Daß die Schrift des Landrats keine allzu glänzenden Eigenschaften aufwies, konnte sich der Major schon im voraus denken. Er hatte keine sehr große Vorliebe für Herrn von Born, denn dieser gehörte zu den Menschen, die Herrn von Welfen zu widersprechen wagten und ihre Ansichten obendrein zu Sieg und Ehren durchfochten.
Für einen cholerisch veranlagten Herrn, wie den Besitzer von Jeseritz, war solch ein Verkehr recht unerquicklich. – Das Bataillon des Majors hatte isoliert in einer kleinen Garnison gestanden; er war dort oberster Befehlshaber und Beherrscher aller Reußen, und dienstlich wie gesellschaftlich war seine Ansicht maßgebend gewesen. Dadurch hatte er sich ein etwas tyrannisches und rechthaberisches Wesen angeeignet, was in der Oberbefehlshaberstellung eines Gutsherrn eher noch gefördert, als gemildert wurde. Herr von Born wagte es als erster, ihm in manchen Dingen zu opponieren, mit jener lächelnden, stets liebenswürdigen Schlagfertigkeit des geistig Überlegenen, die den Gegner an versetztem Ingrimm die Wände hochgehen läßt.

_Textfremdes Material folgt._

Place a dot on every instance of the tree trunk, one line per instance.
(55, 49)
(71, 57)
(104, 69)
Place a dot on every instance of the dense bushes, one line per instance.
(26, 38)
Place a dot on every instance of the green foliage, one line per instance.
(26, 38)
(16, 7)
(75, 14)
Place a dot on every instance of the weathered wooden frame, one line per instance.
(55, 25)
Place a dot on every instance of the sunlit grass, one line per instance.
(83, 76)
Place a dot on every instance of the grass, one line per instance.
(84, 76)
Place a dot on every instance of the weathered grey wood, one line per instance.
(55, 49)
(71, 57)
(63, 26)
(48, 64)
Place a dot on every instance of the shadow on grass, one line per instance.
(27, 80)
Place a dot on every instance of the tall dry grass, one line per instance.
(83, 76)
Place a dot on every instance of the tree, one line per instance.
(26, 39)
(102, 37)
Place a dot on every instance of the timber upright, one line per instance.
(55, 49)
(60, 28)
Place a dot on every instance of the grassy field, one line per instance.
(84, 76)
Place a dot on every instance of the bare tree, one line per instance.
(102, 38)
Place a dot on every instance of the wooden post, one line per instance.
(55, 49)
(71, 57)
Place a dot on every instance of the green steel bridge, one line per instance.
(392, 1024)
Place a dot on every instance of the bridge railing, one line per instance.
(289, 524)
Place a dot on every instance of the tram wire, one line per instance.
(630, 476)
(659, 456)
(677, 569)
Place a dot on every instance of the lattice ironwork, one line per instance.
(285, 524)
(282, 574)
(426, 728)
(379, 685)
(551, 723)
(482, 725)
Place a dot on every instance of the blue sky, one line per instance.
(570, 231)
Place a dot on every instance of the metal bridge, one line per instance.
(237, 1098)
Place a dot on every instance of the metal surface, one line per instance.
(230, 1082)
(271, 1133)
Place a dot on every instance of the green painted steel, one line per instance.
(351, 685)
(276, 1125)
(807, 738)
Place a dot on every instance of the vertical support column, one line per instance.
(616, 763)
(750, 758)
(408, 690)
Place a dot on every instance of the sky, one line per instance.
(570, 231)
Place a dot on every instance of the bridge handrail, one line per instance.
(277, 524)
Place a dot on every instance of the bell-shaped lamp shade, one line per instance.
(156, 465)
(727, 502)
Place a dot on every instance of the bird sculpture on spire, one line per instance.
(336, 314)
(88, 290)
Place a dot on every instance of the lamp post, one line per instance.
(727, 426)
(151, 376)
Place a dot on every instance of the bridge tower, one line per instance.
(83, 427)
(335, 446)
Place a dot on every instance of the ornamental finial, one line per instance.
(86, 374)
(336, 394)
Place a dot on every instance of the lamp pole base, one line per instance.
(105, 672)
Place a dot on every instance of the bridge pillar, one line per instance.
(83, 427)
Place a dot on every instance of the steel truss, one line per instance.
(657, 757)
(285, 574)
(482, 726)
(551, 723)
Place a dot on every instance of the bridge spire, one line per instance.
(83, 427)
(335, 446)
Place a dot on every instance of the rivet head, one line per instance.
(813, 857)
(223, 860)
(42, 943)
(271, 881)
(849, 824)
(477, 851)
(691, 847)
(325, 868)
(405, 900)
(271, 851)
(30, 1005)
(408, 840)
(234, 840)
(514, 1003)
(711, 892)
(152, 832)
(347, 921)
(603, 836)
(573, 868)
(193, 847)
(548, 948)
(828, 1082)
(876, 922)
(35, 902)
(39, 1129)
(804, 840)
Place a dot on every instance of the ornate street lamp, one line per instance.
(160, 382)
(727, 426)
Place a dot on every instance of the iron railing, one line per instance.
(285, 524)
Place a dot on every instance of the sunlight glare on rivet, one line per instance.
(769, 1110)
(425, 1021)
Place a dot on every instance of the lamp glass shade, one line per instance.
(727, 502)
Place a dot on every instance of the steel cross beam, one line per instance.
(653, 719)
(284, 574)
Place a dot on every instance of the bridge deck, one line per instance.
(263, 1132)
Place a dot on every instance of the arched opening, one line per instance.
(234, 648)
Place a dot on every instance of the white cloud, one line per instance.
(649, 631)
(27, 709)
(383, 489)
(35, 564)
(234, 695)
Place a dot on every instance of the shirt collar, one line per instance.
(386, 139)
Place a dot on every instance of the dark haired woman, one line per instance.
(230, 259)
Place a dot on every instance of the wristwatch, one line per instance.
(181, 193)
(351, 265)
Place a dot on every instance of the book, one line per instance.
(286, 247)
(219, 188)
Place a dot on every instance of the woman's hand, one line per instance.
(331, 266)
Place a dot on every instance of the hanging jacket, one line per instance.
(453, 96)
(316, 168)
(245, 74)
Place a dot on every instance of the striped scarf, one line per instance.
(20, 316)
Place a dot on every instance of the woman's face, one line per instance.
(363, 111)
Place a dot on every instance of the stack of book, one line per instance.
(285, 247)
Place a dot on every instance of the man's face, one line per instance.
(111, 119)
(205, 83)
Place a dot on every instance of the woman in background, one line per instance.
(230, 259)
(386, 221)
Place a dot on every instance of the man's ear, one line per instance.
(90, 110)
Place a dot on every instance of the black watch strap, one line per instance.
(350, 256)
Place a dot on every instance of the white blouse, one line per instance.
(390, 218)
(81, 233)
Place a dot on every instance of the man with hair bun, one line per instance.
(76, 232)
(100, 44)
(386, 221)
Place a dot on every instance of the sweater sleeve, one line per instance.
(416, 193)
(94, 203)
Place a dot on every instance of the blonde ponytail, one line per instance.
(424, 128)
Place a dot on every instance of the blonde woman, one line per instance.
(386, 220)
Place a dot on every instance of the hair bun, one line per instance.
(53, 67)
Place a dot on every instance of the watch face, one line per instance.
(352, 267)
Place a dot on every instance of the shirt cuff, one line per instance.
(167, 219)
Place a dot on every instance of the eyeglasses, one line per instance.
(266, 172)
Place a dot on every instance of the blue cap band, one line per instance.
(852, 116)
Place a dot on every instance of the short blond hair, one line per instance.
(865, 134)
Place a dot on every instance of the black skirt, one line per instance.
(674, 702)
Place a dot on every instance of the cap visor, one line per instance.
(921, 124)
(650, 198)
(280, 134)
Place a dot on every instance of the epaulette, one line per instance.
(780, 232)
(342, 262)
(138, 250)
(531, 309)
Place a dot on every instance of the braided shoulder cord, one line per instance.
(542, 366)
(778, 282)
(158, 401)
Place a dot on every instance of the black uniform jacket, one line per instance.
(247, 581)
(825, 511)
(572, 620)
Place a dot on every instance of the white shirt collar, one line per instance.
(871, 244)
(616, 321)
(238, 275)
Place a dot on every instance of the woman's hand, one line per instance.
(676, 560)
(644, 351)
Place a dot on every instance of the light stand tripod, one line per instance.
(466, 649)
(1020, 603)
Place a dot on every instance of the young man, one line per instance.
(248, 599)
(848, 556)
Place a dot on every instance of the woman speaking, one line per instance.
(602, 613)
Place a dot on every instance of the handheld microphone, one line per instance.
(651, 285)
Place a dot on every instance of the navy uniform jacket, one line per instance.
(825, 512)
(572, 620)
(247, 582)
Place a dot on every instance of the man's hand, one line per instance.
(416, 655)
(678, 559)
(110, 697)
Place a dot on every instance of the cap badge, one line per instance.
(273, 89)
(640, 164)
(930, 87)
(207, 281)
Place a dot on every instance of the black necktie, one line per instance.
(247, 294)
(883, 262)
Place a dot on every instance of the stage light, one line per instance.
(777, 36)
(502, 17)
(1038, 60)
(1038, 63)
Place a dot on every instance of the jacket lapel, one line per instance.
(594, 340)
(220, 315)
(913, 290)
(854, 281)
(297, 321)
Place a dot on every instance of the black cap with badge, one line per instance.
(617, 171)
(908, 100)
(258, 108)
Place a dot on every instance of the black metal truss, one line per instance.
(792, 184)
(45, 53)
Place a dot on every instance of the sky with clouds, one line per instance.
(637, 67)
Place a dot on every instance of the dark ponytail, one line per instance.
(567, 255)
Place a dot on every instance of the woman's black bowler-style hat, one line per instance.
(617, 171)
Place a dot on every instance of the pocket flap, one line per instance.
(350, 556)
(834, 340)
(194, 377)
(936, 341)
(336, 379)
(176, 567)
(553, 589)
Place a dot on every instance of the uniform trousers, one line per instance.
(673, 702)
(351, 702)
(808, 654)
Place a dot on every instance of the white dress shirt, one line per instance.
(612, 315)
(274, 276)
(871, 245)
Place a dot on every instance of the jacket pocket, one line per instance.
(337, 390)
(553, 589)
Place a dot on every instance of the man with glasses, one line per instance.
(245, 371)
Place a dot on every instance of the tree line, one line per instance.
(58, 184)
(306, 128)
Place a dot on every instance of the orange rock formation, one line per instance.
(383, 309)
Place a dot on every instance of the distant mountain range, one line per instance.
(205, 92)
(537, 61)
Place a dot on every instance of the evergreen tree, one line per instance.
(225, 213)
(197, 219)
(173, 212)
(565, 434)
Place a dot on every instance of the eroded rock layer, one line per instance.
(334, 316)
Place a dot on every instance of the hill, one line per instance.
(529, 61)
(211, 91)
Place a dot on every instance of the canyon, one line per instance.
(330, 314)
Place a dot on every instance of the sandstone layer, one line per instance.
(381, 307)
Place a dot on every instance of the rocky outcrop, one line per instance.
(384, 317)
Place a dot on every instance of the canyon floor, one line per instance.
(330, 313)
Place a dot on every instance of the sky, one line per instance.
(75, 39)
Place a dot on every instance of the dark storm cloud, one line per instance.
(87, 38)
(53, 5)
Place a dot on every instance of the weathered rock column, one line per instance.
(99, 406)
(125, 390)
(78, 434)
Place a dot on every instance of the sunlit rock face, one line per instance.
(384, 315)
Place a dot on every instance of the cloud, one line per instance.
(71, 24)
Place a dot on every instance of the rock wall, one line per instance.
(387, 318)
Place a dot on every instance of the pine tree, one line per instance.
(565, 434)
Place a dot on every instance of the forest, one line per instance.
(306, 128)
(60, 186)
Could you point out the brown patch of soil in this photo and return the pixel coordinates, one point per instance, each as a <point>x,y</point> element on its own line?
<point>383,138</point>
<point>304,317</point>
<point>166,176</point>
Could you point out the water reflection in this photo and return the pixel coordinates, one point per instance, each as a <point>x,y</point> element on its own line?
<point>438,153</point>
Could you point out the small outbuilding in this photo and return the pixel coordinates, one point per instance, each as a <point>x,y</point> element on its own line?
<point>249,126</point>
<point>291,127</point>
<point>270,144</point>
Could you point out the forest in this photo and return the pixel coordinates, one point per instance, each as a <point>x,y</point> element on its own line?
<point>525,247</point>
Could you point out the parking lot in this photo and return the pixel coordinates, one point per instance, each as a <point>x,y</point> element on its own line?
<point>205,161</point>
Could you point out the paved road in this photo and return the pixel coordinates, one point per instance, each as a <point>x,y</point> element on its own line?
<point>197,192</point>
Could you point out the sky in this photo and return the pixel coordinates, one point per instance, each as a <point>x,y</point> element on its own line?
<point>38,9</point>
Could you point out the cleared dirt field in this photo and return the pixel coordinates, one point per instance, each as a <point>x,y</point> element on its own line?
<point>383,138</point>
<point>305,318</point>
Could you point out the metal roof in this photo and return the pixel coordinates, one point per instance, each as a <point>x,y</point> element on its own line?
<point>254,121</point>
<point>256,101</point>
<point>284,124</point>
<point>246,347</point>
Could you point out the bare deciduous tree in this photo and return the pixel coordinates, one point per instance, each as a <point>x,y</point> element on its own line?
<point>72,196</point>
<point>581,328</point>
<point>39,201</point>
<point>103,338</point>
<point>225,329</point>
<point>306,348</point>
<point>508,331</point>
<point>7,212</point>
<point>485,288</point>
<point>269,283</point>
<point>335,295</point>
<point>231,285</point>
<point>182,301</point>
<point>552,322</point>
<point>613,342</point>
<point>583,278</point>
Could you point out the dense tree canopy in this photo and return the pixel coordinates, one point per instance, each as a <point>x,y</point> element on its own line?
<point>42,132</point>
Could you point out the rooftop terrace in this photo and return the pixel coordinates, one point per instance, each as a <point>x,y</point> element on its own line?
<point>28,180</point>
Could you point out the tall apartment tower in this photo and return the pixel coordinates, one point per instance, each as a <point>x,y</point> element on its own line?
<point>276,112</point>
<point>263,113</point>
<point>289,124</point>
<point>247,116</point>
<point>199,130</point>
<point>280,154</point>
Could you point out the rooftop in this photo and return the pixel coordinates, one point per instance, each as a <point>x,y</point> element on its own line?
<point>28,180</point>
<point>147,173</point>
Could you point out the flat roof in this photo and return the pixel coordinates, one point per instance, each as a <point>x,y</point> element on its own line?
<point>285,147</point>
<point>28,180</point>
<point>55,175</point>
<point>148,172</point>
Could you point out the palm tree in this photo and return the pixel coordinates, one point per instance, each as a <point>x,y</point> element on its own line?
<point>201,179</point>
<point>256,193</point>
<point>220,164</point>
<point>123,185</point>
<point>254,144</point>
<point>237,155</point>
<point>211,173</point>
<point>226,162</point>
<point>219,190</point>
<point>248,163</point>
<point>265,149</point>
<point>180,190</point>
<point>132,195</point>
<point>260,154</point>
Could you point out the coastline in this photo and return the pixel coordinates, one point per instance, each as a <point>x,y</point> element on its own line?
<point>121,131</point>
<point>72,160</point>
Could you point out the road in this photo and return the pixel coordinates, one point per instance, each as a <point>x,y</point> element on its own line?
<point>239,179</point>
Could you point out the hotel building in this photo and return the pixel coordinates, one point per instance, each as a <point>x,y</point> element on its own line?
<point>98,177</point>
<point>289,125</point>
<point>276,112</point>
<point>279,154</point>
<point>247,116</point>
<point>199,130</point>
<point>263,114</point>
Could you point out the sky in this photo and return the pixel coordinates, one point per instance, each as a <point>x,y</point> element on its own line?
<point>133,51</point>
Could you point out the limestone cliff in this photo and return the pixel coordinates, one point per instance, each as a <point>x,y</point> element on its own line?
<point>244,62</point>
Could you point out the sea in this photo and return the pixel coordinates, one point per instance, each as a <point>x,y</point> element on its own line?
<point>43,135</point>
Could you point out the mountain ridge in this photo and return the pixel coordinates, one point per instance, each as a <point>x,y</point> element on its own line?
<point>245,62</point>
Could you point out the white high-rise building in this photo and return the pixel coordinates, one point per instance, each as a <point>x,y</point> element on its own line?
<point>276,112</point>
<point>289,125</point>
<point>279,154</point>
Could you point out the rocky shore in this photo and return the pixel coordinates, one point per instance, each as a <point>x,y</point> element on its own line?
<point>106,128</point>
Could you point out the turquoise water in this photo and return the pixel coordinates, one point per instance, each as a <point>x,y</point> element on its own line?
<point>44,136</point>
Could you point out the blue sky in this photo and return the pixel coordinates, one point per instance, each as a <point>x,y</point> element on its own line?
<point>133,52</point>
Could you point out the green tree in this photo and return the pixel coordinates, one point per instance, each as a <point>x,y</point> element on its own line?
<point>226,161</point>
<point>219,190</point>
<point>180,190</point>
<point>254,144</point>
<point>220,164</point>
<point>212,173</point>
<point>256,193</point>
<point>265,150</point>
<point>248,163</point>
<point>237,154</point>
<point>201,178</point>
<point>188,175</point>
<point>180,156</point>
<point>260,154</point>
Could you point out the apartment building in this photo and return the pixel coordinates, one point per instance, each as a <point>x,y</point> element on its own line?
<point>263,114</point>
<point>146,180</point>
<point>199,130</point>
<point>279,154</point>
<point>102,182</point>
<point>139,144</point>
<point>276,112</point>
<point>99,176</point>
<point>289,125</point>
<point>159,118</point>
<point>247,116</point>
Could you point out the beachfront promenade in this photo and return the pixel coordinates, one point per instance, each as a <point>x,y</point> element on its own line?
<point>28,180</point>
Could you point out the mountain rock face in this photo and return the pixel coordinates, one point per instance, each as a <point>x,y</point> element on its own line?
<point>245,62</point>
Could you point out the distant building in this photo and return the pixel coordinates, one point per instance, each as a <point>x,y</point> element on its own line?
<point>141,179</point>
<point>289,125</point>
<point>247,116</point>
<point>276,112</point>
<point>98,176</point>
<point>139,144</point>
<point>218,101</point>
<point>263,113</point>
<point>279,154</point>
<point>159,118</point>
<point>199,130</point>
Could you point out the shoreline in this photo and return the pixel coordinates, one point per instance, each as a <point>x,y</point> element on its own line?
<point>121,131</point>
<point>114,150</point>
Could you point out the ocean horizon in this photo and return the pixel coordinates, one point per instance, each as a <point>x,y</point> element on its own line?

»Der Kerl hat eine verfluchte Manier, einen zu bevormunden!« brauste er oft auf, wenn Frau Dora die Kenntnisse des neuen Landrats pries, der schon in vielen Dingen sehr günstig und geschickt dem alten Schlendrian den Garaus gemacht hatte und im Interesse der bedrängten Agrarier manchem Übelstand abzuhelfen gedachte.
Ja, der Landrat wollte immer das Richtige, und das verdroß Herrn von Welfen am meisten, weil er sich steif und fest einbildete, von allen Dingen mehr zu verstehen als andere Leute. Es war zu kleinen Reibereien gekommen, die von seiten Borns stets mit größter Ruhe und Liebenswürdigkeit im Keim erstickt wurden, im Herzen des Majors aber einen nagenden Groll zurückließen, der sich bei jeder Gelegenheit gern Luft machte.
So war eine kleine Geschichte passiert, die viel Anlaß zu Gelächter gegeben und dem Landrat, der erst seit dem Monat Februar seinen Posten in Feldheim bekleidete, viele Neckereien eingetragen hatte.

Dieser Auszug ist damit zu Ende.